Наташа видела здесь еще одно проявление лисьей его натуры. Уверившись, что она ускользает от него, Димочка решил: значит, у нее есть основания ускользать. В экономической голове его факт этот мог преломиться примерно так: раз ускользает, значит, непременно представляет из себя некую ценность, в которой Димочка пока не разобрался. Разобрался в ней кто-то другой, но это вовсе не означает, что ценность не должна принадлежать Димочке. Как раз напротив. Димочка обязан завладеть ею во что бы то ни стало. Было время, серебро стоило по всему миру копейки, а потом вдруг — серебряный бум, и те, кто догадались сохранить обесцененные акции копей, в минуту стали миллионерами. Наташа, возможно, казалась ему заброшенной серебряной копью, которая впоследствии с лихвой окупит все затраты.

И Димочка, к крайней досаде Наташи, сделал ей предложение.

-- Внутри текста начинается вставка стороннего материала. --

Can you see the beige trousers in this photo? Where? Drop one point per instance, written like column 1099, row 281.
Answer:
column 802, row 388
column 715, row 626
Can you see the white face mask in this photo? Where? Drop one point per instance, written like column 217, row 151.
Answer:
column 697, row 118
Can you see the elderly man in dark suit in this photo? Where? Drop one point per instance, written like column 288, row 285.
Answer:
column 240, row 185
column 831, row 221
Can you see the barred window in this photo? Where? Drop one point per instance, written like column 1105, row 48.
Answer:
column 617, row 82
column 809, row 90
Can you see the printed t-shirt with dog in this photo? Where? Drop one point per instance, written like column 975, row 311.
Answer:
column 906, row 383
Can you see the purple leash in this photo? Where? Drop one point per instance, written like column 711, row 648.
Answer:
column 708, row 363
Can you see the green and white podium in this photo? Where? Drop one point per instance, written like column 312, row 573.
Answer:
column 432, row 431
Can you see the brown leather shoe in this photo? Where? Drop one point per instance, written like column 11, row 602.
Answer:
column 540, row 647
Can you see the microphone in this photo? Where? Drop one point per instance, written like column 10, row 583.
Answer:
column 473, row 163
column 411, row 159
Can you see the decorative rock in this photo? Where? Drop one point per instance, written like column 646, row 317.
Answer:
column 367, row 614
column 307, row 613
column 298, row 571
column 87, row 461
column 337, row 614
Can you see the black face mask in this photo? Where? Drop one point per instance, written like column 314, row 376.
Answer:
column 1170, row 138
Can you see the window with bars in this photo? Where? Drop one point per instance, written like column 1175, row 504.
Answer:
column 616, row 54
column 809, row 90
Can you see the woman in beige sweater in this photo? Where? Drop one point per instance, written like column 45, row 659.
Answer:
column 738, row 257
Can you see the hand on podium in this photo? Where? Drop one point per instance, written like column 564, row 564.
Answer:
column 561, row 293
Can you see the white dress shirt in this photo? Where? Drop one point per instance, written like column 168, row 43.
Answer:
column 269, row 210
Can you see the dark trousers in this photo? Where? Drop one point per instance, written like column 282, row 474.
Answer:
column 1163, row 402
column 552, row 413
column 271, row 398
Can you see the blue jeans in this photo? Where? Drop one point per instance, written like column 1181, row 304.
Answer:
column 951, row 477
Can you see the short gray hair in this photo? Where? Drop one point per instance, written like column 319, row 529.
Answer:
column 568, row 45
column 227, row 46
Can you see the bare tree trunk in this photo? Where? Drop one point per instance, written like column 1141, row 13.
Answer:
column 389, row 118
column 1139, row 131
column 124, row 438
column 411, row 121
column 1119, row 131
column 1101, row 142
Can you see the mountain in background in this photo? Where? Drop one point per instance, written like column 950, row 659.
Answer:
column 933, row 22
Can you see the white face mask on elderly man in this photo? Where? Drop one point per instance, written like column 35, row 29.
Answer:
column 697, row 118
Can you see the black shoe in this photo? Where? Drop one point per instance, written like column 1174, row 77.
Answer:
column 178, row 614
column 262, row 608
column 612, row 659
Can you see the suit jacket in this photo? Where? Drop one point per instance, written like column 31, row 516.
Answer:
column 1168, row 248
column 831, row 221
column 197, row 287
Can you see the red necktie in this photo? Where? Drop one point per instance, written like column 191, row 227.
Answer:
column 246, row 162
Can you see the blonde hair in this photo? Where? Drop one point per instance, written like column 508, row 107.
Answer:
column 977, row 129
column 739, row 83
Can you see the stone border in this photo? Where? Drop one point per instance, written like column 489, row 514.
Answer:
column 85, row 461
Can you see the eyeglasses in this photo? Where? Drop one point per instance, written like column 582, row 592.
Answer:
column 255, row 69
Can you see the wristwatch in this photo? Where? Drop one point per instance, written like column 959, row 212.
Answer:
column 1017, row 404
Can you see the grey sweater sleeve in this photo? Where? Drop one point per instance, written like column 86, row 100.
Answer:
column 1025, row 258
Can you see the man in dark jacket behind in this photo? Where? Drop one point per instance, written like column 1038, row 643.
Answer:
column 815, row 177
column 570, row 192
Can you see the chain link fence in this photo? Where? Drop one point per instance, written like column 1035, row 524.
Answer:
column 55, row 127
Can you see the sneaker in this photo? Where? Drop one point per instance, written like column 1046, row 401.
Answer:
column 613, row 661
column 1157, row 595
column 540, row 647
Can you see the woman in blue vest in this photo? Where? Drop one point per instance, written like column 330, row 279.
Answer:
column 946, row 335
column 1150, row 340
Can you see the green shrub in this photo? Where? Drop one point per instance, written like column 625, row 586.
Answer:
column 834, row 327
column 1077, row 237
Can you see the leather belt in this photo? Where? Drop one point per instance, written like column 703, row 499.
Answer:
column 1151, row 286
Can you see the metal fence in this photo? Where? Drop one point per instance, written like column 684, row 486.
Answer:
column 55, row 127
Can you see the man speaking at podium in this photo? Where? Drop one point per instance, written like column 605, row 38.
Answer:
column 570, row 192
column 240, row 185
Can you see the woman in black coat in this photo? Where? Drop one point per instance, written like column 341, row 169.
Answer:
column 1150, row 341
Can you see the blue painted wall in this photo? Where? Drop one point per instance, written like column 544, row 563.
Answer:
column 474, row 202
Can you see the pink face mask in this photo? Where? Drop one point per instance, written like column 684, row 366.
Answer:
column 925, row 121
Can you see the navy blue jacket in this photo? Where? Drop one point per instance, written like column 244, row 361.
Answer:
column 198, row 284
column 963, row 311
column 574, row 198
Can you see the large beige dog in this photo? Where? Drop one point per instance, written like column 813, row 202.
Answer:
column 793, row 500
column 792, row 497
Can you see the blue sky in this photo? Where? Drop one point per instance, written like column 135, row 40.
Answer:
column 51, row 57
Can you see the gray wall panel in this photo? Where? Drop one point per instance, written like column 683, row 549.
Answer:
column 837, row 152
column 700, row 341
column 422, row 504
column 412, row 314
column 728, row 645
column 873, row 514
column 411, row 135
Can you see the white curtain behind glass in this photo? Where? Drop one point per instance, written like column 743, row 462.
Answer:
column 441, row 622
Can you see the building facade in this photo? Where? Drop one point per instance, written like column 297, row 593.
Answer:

Наташа поделилась своей версией с Бен-Саулой. «Ты не совсем права, — сказала Бен-Саула, — я думаю, причина еще в том, что, общаясь с Петрушей, ты обтесалась, а Димочка, он хитрый, как дикарь, прибежал на блеск. Ты живешь свободно, словно первый человек на Земле, а такие люди, как Димочка, теряются перед тем, что выше их понимания. Что вровень — они опошляют. Загадки порой привлекают их сильнее, нежели истинные достоинства. И вообще, абсолютно одинаковые люди редко сходятся. Человек, чем-то не обладающий, готов на все, лишь бы удержать возле себя того, кто, по его мнению, этим обладает. Вплоть до женитьбы!» — засмеялась Бен-Саула.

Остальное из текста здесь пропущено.